RefBib

Extract all references from an academic PDF and get standard BibTeX entries — in one click.

Drop a PDF, get .bib. That's it.

No AI, no hallucinations. RefBib does not use large language models. Every BibTeX entry comes from verified academic databases — CrossRef, Semantic Scholar, and DBLP — or directly from GROBID's structured PDF parse. Nothing is generated or guessed. Each result includes a match confidence indicator (Matched / Fuzzy / Unmatched) so you can judge reliability at a glance. Dark mode supported.

Try It

A public hosted instance is available at ref-bib.vercel.app. It is password-protected to prevent abuse. To get access, follow and DM me on Twitter/X — I'll send you the password when I see your message.

Note: The public instance runs on shared free-tier infrastructure with limited capacity. For regular use, please self-host your own instance — it only takes a few minutes.

Current Status (March 2026)

RefBib is at Phase 2.5 — a fully-featured reference extraction and management tool.

Implemented

Core Extraction

Unified extraction queue — single file and batch use the same flow (single file auto-expands)
Multi-PDF batch upload (drag-and-drop, up to 20 files per batch, sequential processing)
Append more PDFs at any stage — "Add more PDFs" button during processing or on results page
Batch resume/retry — resume remaining pending files, retry individual failed files
Reference extraction via GROBID with automatic multi-instance fallback
BibTeX resolution waterfall: CrossRef → Semantic Scholar → DBLP → GROBID fallback @misc
Match status labeling (Matched / Fuzzy / Unmatched)
Manual DOI resolution for unmatched references (paste a DOI → get BibTeX)
Notification chime on extraction completion

Discovery & Search

Unmatched availability check (Check availability) across CrossRef / Semantic Scholar / DBLP
Search + status filter + select all / deselect all
Google Scholar search link on all references

Workspace

Local Workspace with automatic deduplication (DOI, fingerprint, bigram similarity)
Conflict resolution queue (interactive merge / keep-both)
Manual BibTeX editor (override individual entries)
Workspace search/filter (text search + dedup status toggle chips)
Venue/Year grouping (collapsible grouped display)
Analytics dashboard (year distribution, venue distribution, match quality pie, most-cited list)
Export: deduplicated .bib or occurrence-preserving .bib, copy to clipboard

Infrastructure

Top-level Extract | Workspace navigation
Password gate for hosted instances (SITE_PASSWORD)
Light/dark theme toggle
Self-hosted instance notice banner with rate limit info
Progressive rendering for large reference lists (smooth expand even with 50+ refs per file)

Not Yet Implemented

Multi-workspace management (create/rename/switch/delete) — data structure ready
Semantic topic clustering
Overleaf integration / browser extension / citation graph visualization

Validation Snapshot

Backend test suite: 84 tests passing (cd backend && .venv/bin/pytest)
Frontend test suite: 16 tests passing (cd frontend && npx vitest run)

Use Case

Writing a paper and reading through related work?
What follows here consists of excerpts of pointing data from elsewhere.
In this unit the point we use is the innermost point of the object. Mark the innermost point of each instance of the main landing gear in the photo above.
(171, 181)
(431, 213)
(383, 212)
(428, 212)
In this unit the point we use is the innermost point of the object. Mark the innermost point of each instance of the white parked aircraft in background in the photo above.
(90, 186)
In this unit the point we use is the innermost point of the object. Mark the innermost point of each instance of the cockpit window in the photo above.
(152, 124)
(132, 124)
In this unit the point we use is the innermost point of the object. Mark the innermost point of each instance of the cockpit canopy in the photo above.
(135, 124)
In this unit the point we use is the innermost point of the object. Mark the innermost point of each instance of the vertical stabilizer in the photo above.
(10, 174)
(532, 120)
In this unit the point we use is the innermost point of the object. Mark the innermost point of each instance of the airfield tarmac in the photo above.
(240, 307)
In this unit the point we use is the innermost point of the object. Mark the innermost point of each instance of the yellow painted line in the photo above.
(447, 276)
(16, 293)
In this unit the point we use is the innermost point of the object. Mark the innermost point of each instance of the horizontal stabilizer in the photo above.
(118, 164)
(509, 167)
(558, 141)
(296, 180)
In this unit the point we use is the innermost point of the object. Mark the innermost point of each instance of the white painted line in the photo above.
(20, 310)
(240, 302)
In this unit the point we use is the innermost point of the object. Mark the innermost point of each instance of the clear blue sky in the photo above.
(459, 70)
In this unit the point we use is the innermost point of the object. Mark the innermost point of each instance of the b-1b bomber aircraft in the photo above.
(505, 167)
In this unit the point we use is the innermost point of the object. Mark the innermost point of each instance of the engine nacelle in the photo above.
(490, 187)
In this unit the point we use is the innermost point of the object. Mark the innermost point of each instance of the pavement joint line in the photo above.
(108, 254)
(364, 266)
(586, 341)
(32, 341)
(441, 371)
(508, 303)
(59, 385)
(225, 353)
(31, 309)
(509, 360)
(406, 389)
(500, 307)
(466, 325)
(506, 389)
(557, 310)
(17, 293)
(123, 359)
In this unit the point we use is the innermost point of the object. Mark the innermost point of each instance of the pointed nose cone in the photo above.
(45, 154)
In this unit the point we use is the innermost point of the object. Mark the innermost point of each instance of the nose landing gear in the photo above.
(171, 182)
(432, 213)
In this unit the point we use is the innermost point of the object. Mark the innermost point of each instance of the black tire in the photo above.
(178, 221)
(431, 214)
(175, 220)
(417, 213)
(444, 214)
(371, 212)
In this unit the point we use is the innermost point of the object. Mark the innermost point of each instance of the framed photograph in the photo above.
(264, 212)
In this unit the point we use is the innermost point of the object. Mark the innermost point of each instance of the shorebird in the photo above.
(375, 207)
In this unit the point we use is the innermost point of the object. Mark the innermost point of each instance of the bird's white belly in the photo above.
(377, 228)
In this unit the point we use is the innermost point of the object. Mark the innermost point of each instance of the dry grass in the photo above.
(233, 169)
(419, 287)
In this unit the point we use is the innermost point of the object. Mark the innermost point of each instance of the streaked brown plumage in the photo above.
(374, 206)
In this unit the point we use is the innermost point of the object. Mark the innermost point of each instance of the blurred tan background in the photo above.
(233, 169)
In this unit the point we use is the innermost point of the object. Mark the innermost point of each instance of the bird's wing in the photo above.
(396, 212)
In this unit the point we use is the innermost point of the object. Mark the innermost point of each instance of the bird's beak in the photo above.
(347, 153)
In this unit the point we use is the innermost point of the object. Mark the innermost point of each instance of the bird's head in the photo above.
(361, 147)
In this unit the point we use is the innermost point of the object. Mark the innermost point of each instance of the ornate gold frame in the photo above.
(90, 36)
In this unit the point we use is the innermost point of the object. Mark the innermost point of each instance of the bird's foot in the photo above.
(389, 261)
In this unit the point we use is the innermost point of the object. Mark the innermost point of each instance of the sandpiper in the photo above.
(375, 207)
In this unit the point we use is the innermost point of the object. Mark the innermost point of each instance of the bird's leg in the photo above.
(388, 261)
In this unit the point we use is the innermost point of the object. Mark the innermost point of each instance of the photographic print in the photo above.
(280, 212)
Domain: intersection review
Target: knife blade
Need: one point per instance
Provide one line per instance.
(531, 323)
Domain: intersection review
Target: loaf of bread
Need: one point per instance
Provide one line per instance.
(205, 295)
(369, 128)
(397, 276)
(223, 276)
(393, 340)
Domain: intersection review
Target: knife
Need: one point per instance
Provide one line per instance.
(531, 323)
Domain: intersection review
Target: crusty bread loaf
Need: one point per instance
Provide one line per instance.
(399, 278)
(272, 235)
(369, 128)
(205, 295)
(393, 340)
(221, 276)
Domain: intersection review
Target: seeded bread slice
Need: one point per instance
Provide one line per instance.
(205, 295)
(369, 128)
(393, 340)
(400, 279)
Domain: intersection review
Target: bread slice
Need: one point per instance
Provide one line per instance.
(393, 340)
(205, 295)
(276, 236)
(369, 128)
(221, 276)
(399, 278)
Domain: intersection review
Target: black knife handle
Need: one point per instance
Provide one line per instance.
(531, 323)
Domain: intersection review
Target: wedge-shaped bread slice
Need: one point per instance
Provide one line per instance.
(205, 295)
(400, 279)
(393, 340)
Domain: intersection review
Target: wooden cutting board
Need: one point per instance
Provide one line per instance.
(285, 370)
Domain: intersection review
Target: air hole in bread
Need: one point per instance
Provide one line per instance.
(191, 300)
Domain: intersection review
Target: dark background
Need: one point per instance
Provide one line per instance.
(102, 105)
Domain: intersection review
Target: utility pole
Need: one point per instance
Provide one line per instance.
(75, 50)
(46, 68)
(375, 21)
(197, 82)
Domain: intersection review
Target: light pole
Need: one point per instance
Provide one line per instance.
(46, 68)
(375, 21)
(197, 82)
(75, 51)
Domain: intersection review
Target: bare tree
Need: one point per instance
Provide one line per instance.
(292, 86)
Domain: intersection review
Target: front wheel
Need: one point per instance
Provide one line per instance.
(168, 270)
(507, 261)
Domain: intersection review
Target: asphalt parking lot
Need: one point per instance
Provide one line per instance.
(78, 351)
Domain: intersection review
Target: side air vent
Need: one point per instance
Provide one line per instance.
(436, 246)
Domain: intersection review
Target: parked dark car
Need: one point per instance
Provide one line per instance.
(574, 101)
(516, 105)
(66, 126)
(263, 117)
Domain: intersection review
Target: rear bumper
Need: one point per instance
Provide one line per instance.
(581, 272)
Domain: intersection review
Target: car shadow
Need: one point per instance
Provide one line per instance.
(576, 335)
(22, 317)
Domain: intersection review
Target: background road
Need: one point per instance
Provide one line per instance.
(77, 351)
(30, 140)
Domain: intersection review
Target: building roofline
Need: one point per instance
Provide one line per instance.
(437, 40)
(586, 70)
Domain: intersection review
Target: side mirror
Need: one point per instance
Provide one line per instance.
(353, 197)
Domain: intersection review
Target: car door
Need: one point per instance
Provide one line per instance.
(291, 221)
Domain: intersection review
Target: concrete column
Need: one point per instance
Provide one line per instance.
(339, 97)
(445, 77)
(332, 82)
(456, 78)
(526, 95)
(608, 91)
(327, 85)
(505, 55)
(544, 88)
When you find a relevant published paper, drop it into RefBib to instantly grab all its references as BibTeX — no more manually searching and copying entries one by one.

Single-paper workflow:

Find a related paper in your field (conference/journal version works best)
Upload the PDF to RefBib
Results auto-expand — cherry-pick the entries you need
Export as .bib or add to Workspace

Iterative workflow (literature survey):

Start with one or a few key papers — drop them into RefBib
Review results, add what you need to Workspace
Found more papers? Click "Add more PDFs" to append — no need to start over
Review the deduplicated Workspace, resolve conflicts, and export a clean .bib

This is especially useful when surveying a new topic — start from a few key papers, extract their references, add more as you discover them, and incrementally build up a comprehensive .bib file.

Quick Start

Prerequisites: Python 3.11+, Node.js 18+

macOS / Linux

./start.sh

Windows

start.bat

Both scripts will:

Create a Python virtual environment and install backend dependencies
Install frontend Node.js dependencies
Start the backend (FastAPI) on http://localhost:8000
Start the frontend (Next.js) on http://localhost:3000

Open http://localhost:3000 in your browser, drag in a PDF, and export BibTeX.

Manual Start

macOS / Linux

# Terminal 1 — Backend
cd backend
python3 -m venv .venv
source .venv/bin/activate
pip install -r requirements.txt
uvicorn app.main:app --reload --port 8000

# Terminal 2 — Frontend
cd frontend
npm install
npm run dev

Windows (PowerShell)

# Terminal 1 — Backend
cd backend
python -m venv .venv
.venv\Scripts\Activate.ps1
pip install -r requirements.txt
uvicorn app.main:app --reload --port 8000

# Terminal 2 — Frontend
cd frontend
npm install
npm run dev

How It Works

PDF(s) -> GROBID (parse references) -> BibTeX Lookup -> Results
                                         |- CrossRef (DOI -> BibTeX)
                                         |- Semantic Scholar (title search)
                                         |- DBLP (title search)
                                         `- GROBID fallback (@misc)

Upload      -> Processing progress -> Results (accordion per file)
               [+ Add more PDFs]      [+ Add more PDFs / Resume / Retry]
1 PDF       -> auto-expanded results -> select/filter -> export or Add to Workspace
N PDFs      -> per-file accordion -> review each -> auto-add matched to Workspace

Workspace   -> search/filter -> group by venue/year -> export deduplicated .bib
            -> conflict queue -> merge / keep both
            -> analytics dashboard (charts)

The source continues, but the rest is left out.